My Brother’s House

My brother lives about 20 minutes from my house. Yet in that short distance it seems as though he lives three hours away as the setting is so different.

My house is in an old suburb about 20 minutes from the GPO. A standard block abutting three others. Main road is at the end of my street. There is always a quiet hum of traffic, even in the middle of the night. The train line is only one street behind us and trains go up and down from 5.00am in the morning until last one at about midnight. There is a Fire Station nearby and often there will be a wail of sirens to wake me up from a sleep. We are walking distance to everything. Somehow, despite the fact that we are so close to another person, we manage to live a fairly private life without too many neighbourly interruptions.

My brother, though just 20 minutes away, lives in an area where market gardens once prevailed. His block is about an acre in size as are all the blocks up his street, which is about 1km long I am sure. At the end of his street is a very busy road, however by the time you drive down to his house all evidence of traffic and suburban life just disappears. He lives there with his wife and two children in this semi-idyllic state. They have fruit trees. chickens, vegetable garden and lots of grass to run around on. Right down the back he has his “shed”. Shed is a polite way of saying “HUGE workshop”.

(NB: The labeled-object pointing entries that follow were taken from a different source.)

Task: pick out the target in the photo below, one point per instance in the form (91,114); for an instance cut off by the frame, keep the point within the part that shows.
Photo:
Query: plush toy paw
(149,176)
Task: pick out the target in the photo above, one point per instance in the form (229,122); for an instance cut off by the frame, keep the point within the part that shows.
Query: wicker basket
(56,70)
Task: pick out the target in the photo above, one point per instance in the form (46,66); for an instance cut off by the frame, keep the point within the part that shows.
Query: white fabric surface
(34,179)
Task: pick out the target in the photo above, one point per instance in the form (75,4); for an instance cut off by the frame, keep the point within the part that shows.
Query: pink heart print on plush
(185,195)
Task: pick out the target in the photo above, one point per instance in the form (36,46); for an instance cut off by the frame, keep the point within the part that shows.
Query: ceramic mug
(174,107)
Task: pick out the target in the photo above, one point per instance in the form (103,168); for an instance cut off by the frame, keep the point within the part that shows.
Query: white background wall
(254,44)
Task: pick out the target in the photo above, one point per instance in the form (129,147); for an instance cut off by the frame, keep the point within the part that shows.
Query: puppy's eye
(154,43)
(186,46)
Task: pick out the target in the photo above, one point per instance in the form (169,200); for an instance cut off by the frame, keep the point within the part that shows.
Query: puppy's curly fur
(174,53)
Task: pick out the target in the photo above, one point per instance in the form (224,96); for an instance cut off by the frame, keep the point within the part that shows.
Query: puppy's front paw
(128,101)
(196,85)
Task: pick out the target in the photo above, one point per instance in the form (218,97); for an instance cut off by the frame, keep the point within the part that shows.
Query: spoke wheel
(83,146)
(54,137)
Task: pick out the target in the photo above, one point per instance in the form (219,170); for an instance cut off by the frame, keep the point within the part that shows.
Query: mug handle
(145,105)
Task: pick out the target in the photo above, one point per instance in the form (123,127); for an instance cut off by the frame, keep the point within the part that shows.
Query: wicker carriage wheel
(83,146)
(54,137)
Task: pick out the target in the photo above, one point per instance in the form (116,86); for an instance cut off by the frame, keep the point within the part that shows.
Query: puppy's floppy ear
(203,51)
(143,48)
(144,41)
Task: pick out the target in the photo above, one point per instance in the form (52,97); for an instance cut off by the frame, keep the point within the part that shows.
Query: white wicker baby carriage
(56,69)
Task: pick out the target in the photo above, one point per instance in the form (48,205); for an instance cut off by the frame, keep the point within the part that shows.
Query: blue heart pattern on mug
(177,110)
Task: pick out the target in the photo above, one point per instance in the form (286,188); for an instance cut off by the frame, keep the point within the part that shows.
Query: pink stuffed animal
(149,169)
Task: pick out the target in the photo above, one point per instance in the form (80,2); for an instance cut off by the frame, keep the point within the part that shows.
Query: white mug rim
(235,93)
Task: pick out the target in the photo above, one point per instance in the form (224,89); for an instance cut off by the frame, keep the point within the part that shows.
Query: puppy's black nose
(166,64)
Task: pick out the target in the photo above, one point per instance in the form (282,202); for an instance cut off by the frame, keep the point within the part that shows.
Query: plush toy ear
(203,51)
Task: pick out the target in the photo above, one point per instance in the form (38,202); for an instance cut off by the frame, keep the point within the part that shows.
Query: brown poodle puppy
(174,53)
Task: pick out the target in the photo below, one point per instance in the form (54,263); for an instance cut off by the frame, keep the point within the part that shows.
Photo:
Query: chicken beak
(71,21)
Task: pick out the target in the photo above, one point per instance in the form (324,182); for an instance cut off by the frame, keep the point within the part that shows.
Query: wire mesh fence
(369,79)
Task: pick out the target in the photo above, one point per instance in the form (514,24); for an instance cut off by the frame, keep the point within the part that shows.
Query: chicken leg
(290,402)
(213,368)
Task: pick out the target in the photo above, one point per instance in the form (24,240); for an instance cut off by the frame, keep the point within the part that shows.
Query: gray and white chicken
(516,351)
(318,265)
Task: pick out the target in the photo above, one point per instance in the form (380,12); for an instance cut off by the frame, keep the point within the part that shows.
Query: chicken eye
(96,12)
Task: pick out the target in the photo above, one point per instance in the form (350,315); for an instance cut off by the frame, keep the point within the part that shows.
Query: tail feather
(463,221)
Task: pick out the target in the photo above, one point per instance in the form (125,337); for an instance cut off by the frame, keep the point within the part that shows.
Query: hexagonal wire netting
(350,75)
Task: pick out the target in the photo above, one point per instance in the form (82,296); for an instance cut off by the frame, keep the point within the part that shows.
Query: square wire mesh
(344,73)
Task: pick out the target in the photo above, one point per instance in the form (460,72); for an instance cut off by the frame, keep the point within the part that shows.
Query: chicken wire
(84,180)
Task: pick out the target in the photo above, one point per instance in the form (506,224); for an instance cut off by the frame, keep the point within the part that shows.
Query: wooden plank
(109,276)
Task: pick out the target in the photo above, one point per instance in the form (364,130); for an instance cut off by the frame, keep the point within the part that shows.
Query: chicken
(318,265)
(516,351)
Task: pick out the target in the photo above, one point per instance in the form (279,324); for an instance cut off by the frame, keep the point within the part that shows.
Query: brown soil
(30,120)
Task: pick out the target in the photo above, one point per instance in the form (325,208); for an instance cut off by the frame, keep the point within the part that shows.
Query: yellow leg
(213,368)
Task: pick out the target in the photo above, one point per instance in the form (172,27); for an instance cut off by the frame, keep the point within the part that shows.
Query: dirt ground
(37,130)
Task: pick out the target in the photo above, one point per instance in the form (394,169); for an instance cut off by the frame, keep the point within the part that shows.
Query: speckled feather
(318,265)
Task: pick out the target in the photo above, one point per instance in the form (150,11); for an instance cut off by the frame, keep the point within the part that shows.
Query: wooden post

The Workshop. Well, I suppose it is every man’s dream. A giant work shed. When he first moved to the property it was a chicken shed on a big scale and there was a lot of work to do cleaning it out. Now it is a home away from home. He has a television and cane chairs down there and shares his solitude with black, fat and hairy spiders that sit on the rafters and look down at him. The place is full of timber, tools, paints and lacquers, work benches and anything else you can imagine. He makes furniture and windows and doors and all sorts of things that he needs for jobs. He gets lovely pieces of timber that are second hand and more beautiful than anything you could buy new with their lovely aged glow that comes through once the grey surface is sanded back and a coat of oil rubbed in. I suppose that this is where he escapes to when he needs peace and quiet.

At the rear of his block is a giant market garden. Huge hothouses with their thick plastic covering that ripples when the wind blows along the surface. Vast expanses of green vegetable or flower matter growing. The fence is all but fallen down and thick t-trees and other gnarly and twisted vegetation have created a natural type of fence – perhaps an Australian version of the English hedgerow. Diagonally across the road from him some people have sheep and further up the road someone has a cow in their front yard. The neighbour on one side grows gerbera’s for the florist industry. The neighbour’s house is very old, Victorian and has featured in the odd movie. To mow my brother’s lawn with a ride on mower takes about two hours.

The other day I went there and waited for him for about 15 minutes. In that time I walked down the backyard to the chicken shed where the hens clucked my arrival and watched me peer in at them. I then walked up to the front of the house and stood looking up and down the empty road in front. It was completely devoid of any human noise. I could hear the silence of nature. Birds, insects, sheep and the wind in the trees. The ringing sound of sun drugged crickets and the crunch of dry grass and twigs as I walked back and forth looking at the dry ground littered with gum leaves. It was so hot and so quiet I felt as though I were only a child visiting my parents friends in Dookie where that same peaceful atmosphere was everywhere.

I love that idea of having a big block away from the main suburbs but still close to a busy strip shop or impersonal shopping centre. I try to condense that feeling in my own small surburban patch but not always with success. It is quite often that I will be hanging out the washing and hear my neighbour clear his throat or that sharp yap of a nearby dog and the sound of a door opening and shutting. When the lady next door hangs out her washing, I hear the squeak of the hoist as she winds it up or down and the flap of clothes as the wind dries them off. Whilst that may seem too close for some, there is also a comfort in being near to human beings. Sort of a confirmation of the whole process of society and the odd kind of semi dependence we have on each other. A comfort and a stress all wrapped into one.

Sometimes when I am out amongst crowds of people I find that not only the noise but the chaos of all those human beings exuding their emotions and verbalising at the one time is so overwhelming I just want to get home to the solitude I have created in my own house. I have learnt over the years to zone out when there is no escape otherwise I would be too anxious to leave the house.

Escapism – the best way is to perfect the art of it in your head. I have it almost down to perfection.



5 thoughts on “My Brother’s House

  1. very nicely done! I enjoyed the tour you guided me through on both places and I can relate so closely with what you’ve written.I love the statement, “A comfort and a stress all wrapped into one.” Very close to my sentiments, but I’m afraid we’d have to agree to disagree on the proportion of each.Thanks,


  2. The house we first had, on one side, it was so close, that when someone sneeezed, you could almost hand over a tissue if you stretched a little.